Simple proof for complete, metric vector space

Question

I have the vector space $C_c^\infty([a, b])=\{f \in C_c^\infty : supp(f) \subset [a, b] \}$ and a metric on this space with $d(\varphi, \psi)=\sum_{n=0}^{\infty} 2^{-n} \frac{\lVert \varphi-\psi \rVert_n}{1 + \lVert \varphi-\psi \rVert_n} \text{, with } \lVert \varphi \rVert_n=\sum_{j=0}^{n} \sup_{x \in [a, b]} \lvert \varphi^{(j)}(x) \rvert$ I already showed that it's a metric, but I have some trouble with completness. Is there a simple proof or consideration that helps? Or even some literature with the proof? I already found something on here with "$f_n \to f$ uniformly and $f_n' \to g$ uniformly then f is differentiable and g=f′ is repeateatly replied for the proof', but I don't know how this helps me.

Answer 1

Let $(f_k)$ be a Cauchy sequence for $d$. Then, for every $n\in\Bbb N$, it is also Cauchy for the distance $(\varphi,\psi)\mapsto\frac{\lVert \varphi-\psi \rVert_n}{1 + \lVert \varphi-\psi \rVert_n}$, hence also for the norm $\|~\|_n$.

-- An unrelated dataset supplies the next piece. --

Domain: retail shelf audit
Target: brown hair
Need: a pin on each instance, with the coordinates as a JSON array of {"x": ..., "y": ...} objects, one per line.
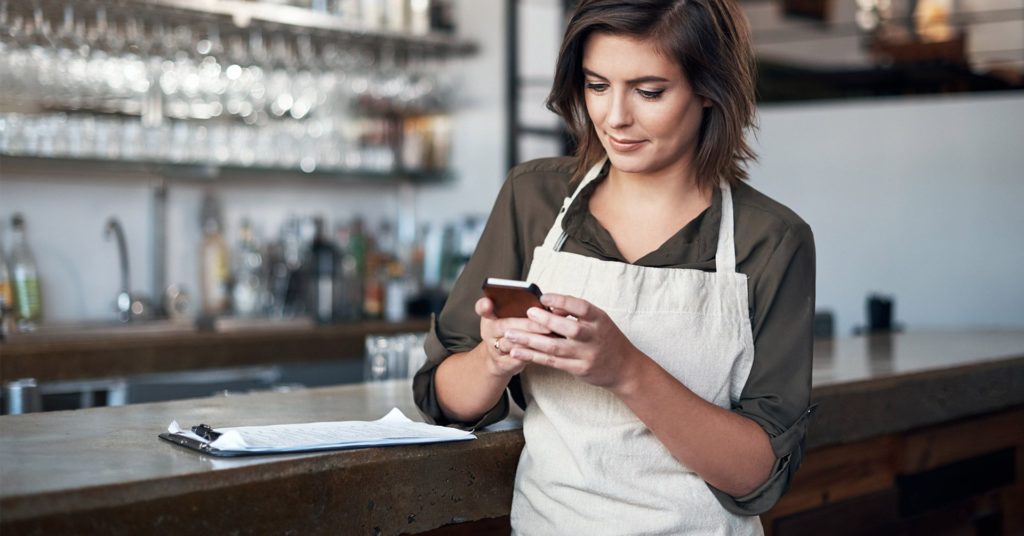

You "know that the pointwise limit $g$ exists, because $\{f_k(x)\} \subset \mathbb{R}$ and $\Bbb R$ is complete. The same is true for the derivatives (limits $g_n $)."

Now, these limits are actually not only pointwise, but even uniform. Let us prove it for instance for the first one, $f_k\to g$. Since $(f_k)$ is Cauchy for the uniform norm $\|~\|$ on $[a,b]$: $$∀ϵ>0,∃N,∀j,k≥N,\|f_k−f_j\|≤ϵ$$ i.e. $$ ∀x∈[a,b],\|f_k(x)−f_j(x)\|≤ϵ.$$ Therefore, since $(f_k)$ converges poinwise to $g$: $$∀x∈[a,b],\|g(x)−f_j(x)\|≤ϵ$$ i.e. $\|g−f_j\|≤ϵ$, which ends the proof that $∀ϵ>0,∃N,∀j≥N,\|g−f_j\|≤ϵ$.

Using repeatedly the lemma you found, we are now sure that $(f_k)$ converges uniformly to some smooth function $g$ (whose support is then necessarily a subset of $[a,b]$) such that also $f_k^{(n)}\to g^{(n)}$ uniformly, for every $n\in\Bbb N$. There remains to derive that $d(f_k,g)\to0$.

Let $\epsilon>0$. First choose some $n\in\Bbb N$ such that $\sum_{j>n}2^{-j}<\epsilon/2$. Now, since $d_j(f_k,g)$ tends to $0$ for every $j\in\{0,\dots,n\}$, so does $\sum_{j=0}^n2^{-j}d_j(f_k,g)$, which is therefore $<\epsilon/2$ for every large enough $k$. For such $k$s, $d(f_k,g)<\epsilon$, q.e.d.